The Power of Options — and the Options of Power

Jay Gribble
4 min readSep 25, 2023
Girls attending school in Pakistan. Photo: Khaula Jamil/Health Policy Plus

by Jay Gribble

When I think about the theme of this year’s World Contraception Day — the Power of Options — I am initially filled with a spirit of optimism. The notion that women have options when it comes to meeting their family planning needs is powerful. Having the capacity to choose an appropriate method from a convenient source that aligns with where people are in their life course is a dream that we all hold on to. In fact, the language that different people use to refer to contraception — such as birth control, family planning, birth spacing — reflects those different options.

Yet for many women around the world, having options is far from a reality.

For these women, perhaps the theme should be the ‘Options of Power’ — considering the few options they have and the lack of power they experience in so many aspects of their lives. This year’s World Contraception Day theme comes as a reminder that each of us, individually and collectively, need to continue to work to ensure that all women are empowered and have options in life, whether it’s to use the contraceptive they want or any other decision they want to make.

“This year’s World Contraception Day theme comes as a reminder that each of us, individually and collectively, need to continue to work to ensure that all women are empowered and have options in life…”

Finding Power

To help women, especially young women, empower themselves to decide, governments, the private sector, schools, and other institutions and individuals with the ability to change women’s lives should foster environments that allow women to be active agents of their own lives. This requires changing social norms so that gender equality is a reality; guaranteeing educational and employment opportunities that help level the playing ground for women and girls, and providing access to capital for women’s small businesses, agriculture, and other opportunities.

Girls need to be encouraged to dream big and empower themselves to decide what they want to do with their lives. No more leaving school to fetch firewood or water, no more predatory teachers that take advantage of girl students who want to stay in school, no more “good old boy” networks that promote based on connections, gender, and wealth. These are all tall orders, but for women and girls to begin to experience the power of options, we all need to step up and support the changes needed to overcome gender-based biases, financial and economic barriers, and social customs and traditions that dictate norms and behaviors that perpetuate inequities in society.

Options in Contraceptive Use and Beyond

If we want to create an environment in which all people have options in life, then we need to rethink how governments and the private sector function, especially for those at the bottom of the pyramid.

If avoiding an unintended pregnancy is to be a woman’s option, then she must be able to act on her decision to use contraception, which means that her method of choice needs to be accessible within a reasonable distance and at a reasonable price.

Through Health Policy Plus, we supported countries to introduce Sayana Press — a new injectable contraceptive method and worked to make it available through drug shops and pharmacies to ensure its accessibility and affordability.
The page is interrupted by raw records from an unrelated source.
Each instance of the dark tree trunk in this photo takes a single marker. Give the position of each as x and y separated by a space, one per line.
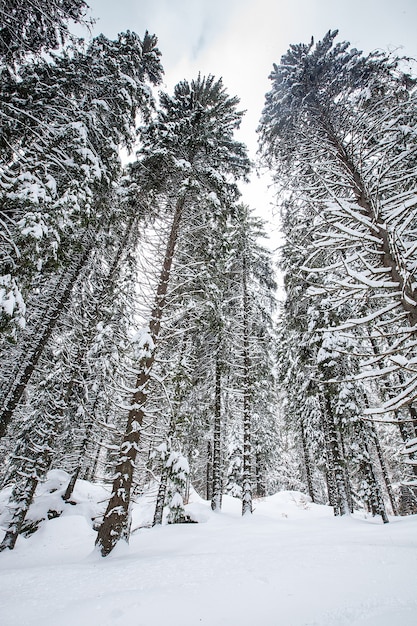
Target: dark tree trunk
116 518
340 497
216 499
307 461
40 338
247 397
209 471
Our efforts to strengthen women’s leadership skills in several countries contributed to improved implementation of youth policies, better access to contraception for young women, and improved access to data to monitor policy implementation.

Investment in community health workers, social and behavior change, and removing medical barriers to family planning are necessary if the burden and responsibility is to be on women. Now, our work through PROPEL Health is supporting the Liberian Ministry of Health to develop a self-care policy that removes medical barriers and increases women’s autonomy in contraceptive use.

Respectful care from providers and self-care for commodities should be the norm rather than the exception. If women are to have options in life, for contraceptive use and beyond, then we must have a policy environment that reflects their needs and input, sufficient funds to translate policies into implemented programs, and mechanisms to follow through on policy commitments to ensure the goals are achieved.

Living with Power and Options

The aspiration of this year’s theme is that all women will be able to take charge of their own lives and have the agency and autonomy to make that happen. Many of us dream of a day when all people, regardless of gender, can take responsibility for their actions because they have access to the information and services they need.

World Contraception Day 2023 reminds me that we are a long way from achieving this year’s theme, but by staying focused on it as a goal, and by being willing to work for women’s and girls’ empowerment and gender equality, we move closer to a world where all people can claim their own lives and have options — and the needed information — to make choices and decisions about contraception and all aspects of life.



Jay Gribble

Jay Gribble, Senior Fellow at Palladium & Deputy Director of USAID’s PROPEL Health project, has expertise in policy, research, communication & family planning.